In this section, you learn how to:

  • Define collinearity and describe its potential impact on regression inference
  • Define a variance inflation factor and describe its effect on a regression coefficients standard error
  • Describe rules of thumb for assessing collinearity and options for model reformulation in the presence of severe collinearity
  • Compare and contrast effects of leverage and collinearity

4.5.1 Video

Video Overhead Details

Hide

A Details. Collinearity

  • Collinearity, or multicollinearity, occurs when one explanatory variable is, or nearly is, a linear combination of the other explanatory variables.
    • Useful to think of the explanatory variables as being highly correlated with one another.
  • Collinearity neither precludes us from getting good fits nor from making predictions of new observations.
    • Estimates of error variances and, therefore, tests of model adequacy, are still reliable.
  • In cases of serious collinearity, standard errors of individual regression coefficients can be large.
    • With large standard errors, individual regression coefficients may not be meaningful.
    • Because a large standard error means that the corresponding t-ratio is small, it is difficult to detect the importance of a variable.

Hide

B Details. Quantifying collinearity

A common way to quantify collinearity is through the variance inflation factor (VIF).

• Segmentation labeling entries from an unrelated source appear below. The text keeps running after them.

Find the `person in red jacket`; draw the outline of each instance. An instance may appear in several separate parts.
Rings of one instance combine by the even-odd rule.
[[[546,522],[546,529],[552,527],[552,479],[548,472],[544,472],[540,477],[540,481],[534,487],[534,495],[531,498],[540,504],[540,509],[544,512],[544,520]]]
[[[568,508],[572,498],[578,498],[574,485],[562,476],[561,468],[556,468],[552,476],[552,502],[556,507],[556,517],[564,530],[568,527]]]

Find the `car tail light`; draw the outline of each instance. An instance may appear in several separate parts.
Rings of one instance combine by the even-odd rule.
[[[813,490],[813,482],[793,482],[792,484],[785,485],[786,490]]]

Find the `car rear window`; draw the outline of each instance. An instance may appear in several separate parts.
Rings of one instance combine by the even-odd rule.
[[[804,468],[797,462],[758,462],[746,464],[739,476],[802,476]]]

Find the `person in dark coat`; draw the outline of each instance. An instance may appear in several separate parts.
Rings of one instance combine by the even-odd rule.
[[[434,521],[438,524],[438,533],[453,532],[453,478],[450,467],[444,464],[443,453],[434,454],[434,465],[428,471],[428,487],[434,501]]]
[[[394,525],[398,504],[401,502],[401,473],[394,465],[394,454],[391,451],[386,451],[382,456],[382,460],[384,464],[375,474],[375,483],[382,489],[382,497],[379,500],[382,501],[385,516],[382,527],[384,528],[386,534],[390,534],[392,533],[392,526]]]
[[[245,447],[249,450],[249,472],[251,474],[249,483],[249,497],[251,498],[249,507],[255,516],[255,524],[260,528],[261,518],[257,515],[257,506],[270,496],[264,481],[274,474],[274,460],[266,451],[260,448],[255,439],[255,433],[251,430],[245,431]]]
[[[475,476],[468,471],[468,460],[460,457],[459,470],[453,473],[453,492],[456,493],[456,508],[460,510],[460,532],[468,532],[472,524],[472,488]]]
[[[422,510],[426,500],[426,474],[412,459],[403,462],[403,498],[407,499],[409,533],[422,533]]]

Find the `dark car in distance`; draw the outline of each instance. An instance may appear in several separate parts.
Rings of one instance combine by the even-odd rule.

  • Suppose that the set of explanatory variables is labeled \(x_{1},x_{2},\dots,x_{k}\).
  • Run the regression using \(x_{j}\) as the “outcome” and the other \(x\)’s as the explanatory variables.
  • Denote the coefficient of determination from this regression by \(R_j^2\).
  • Define the variance inflation factor

\[ VIF_{j}=\frac{1}{1-R_{j}^{2}},\ \ \ \text{ for } j = 1,2,\ldots, k. \]

Hide

C Details. Options for handling collinearity

  • Rule of thumb: When \(VIF_{j}\) exceeds 10 (which is equivalent to \(R_{j}^{2}>90\%\)), we say that severe collinearity exists. This may signal is a need for action.
  • Recode the variables by “centering” - that is, subtract the mean and divide by the standard deviation.
  • Ignore the collinearity in the analysis but comment on it in the interpretation. Probably the most common approach.
  • Replace one or more variables by auxiliary variables or transformed versions.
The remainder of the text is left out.